Few-Shot Text Classification using SetFit Framework

This project uses the SetFit (Sentence Transformer Fine-Tuning) framework to perform few-shot text classification. Few-shot learning allows a model to learn well with very little labeled data, which is especially useful when collecting large datasets is difficult. In this project, we use the IMDb movie reviews dataset to classify reviews as positive or negative, aiming to train an effective model using only a small number of labeled examples for each class.

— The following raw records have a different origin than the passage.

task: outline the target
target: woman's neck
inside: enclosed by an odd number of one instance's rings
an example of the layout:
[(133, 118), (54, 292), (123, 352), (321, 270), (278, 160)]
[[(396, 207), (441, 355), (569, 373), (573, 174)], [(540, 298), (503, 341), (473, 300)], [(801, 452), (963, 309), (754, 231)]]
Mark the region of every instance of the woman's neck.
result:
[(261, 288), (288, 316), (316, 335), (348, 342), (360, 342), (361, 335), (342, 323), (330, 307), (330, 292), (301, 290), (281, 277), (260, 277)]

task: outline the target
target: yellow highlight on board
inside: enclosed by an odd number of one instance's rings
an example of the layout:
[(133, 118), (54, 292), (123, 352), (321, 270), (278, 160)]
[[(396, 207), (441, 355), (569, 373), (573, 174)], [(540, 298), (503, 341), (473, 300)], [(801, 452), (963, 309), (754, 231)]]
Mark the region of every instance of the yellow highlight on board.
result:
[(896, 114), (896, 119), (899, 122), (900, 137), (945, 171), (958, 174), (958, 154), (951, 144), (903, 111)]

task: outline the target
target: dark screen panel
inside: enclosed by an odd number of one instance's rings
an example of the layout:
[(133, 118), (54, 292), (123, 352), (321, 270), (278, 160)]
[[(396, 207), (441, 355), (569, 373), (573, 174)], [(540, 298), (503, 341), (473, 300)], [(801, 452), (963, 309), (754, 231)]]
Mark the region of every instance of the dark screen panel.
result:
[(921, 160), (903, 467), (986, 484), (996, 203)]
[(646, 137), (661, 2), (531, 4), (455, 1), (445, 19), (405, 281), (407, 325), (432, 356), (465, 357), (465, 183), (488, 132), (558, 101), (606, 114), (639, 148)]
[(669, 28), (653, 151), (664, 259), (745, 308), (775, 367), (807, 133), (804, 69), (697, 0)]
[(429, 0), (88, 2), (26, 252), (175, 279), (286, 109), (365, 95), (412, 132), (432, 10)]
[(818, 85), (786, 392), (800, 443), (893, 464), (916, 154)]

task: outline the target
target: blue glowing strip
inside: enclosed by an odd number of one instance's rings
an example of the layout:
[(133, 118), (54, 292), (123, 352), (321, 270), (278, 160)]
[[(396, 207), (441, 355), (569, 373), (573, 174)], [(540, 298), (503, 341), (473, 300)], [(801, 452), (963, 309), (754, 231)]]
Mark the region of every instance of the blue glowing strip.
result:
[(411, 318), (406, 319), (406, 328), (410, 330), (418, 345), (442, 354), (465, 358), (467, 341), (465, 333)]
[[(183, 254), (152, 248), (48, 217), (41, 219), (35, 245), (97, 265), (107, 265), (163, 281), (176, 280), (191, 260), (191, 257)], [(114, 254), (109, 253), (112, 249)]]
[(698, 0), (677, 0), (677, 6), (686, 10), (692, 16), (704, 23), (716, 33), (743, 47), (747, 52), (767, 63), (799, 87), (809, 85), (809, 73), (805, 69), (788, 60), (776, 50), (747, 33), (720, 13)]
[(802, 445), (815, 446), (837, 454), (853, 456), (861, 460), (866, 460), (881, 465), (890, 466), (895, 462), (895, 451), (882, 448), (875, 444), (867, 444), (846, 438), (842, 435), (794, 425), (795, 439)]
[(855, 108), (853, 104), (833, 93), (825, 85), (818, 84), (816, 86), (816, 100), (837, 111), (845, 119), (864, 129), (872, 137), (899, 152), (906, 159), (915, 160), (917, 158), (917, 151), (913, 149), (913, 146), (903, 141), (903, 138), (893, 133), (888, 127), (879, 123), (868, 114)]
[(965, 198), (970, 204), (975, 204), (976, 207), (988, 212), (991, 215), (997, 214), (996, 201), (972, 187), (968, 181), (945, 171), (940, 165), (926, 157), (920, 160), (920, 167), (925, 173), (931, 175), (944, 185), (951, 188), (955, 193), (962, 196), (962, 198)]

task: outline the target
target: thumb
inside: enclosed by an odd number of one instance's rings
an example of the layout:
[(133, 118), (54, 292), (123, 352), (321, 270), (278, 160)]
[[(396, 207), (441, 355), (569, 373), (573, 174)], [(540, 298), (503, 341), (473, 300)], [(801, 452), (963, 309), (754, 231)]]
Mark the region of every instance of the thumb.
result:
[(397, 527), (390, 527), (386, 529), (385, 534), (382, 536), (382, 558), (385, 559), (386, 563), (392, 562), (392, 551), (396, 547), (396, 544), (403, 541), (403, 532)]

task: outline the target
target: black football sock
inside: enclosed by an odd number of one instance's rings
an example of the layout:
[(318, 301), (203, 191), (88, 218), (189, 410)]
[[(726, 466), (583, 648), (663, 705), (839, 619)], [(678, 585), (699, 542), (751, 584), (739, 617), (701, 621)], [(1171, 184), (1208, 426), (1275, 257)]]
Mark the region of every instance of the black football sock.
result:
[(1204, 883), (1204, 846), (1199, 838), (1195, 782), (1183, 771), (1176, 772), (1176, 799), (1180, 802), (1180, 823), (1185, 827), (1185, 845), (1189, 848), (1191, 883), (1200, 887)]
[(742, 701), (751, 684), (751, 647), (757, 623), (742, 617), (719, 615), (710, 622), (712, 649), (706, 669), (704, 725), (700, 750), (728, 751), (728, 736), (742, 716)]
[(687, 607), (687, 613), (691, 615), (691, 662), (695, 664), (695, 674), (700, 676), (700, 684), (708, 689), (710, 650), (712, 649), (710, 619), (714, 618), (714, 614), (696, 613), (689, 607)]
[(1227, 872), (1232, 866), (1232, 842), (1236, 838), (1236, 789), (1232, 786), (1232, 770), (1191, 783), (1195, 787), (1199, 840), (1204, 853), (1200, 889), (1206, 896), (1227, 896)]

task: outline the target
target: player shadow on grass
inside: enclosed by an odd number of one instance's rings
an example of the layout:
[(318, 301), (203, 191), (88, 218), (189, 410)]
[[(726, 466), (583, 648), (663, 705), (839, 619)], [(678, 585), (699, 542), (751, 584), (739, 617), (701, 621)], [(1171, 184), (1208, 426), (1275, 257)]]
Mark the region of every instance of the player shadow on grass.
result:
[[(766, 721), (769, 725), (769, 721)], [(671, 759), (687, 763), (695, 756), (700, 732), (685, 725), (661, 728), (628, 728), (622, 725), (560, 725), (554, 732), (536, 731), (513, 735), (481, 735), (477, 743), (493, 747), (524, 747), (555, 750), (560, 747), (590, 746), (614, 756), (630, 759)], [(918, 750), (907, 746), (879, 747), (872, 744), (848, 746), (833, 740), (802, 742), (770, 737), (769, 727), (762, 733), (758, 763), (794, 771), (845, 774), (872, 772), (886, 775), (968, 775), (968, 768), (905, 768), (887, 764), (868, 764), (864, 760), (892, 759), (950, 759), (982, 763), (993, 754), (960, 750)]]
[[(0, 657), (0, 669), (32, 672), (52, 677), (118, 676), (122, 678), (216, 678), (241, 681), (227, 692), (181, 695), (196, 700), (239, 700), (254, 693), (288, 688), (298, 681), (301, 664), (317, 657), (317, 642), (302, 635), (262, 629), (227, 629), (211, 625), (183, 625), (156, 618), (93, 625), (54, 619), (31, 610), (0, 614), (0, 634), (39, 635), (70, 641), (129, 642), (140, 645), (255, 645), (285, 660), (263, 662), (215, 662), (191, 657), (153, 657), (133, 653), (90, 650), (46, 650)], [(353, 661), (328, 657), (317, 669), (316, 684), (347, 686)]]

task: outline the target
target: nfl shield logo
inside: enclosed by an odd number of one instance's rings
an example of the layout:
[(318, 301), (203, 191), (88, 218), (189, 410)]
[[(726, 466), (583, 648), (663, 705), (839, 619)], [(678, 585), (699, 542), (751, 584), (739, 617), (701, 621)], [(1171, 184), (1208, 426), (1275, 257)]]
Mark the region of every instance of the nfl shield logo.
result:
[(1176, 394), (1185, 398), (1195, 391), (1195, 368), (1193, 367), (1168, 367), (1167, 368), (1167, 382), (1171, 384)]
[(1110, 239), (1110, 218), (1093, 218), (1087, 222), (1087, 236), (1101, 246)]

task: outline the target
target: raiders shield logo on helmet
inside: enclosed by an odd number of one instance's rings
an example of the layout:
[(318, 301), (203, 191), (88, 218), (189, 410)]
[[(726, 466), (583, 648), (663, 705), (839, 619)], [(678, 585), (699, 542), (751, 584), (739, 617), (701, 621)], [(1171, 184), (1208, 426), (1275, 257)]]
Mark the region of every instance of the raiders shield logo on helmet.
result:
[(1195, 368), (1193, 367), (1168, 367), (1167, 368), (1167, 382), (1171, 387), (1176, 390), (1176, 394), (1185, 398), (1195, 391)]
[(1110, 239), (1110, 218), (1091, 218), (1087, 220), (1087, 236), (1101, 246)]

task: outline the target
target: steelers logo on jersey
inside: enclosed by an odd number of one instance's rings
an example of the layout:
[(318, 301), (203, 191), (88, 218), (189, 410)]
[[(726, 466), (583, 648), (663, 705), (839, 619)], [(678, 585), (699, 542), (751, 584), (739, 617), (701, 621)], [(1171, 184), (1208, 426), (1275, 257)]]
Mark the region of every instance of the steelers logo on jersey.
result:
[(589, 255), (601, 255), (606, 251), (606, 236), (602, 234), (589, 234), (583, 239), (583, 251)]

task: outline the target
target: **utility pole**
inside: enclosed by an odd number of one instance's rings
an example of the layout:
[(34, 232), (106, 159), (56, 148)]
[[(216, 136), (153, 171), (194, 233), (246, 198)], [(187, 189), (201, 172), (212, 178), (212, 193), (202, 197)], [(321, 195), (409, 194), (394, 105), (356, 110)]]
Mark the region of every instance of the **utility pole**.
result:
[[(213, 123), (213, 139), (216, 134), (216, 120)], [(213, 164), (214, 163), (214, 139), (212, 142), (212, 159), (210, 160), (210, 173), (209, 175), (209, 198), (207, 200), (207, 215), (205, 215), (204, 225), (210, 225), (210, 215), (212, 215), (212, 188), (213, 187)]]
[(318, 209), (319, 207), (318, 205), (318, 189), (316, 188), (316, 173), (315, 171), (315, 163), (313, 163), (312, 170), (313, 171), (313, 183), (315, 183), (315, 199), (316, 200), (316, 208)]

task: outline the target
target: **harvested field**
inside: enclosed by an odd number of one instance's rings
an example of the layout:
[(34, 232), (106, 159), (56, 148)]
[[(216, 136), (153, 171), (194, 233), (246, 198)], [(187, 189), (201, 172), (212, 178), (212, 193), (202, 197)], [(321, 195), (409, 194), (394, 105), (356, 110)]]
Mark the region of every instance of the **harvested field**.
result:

SetFit combines the strengths of pre-trained sentence transformers with contrastive learning to fine-tune sentence embeddings for specific tasks. This makes it possible to learn efficiently from just a few examples. The framework fine-tunes the embeddings by using pairs of similar and different sentences, then trains a simple classifier on top of the embeddings for the classification task.

We go through the following primary steps:

Sampling a small number of examples per class (few-shot setting) from the original dataset and generating positive and negative pairs for contrastive learning.
Fine-tuning a pre-trained sentence transformer model to adapt the embeddings for sentiment classification using the sampled data.
Training a classifier on the fine-tuned embeddings to predict whether a movie review is positive or negative.
Evaluating the model’s performance on the test data to measure its effectiveness in few-shot classification.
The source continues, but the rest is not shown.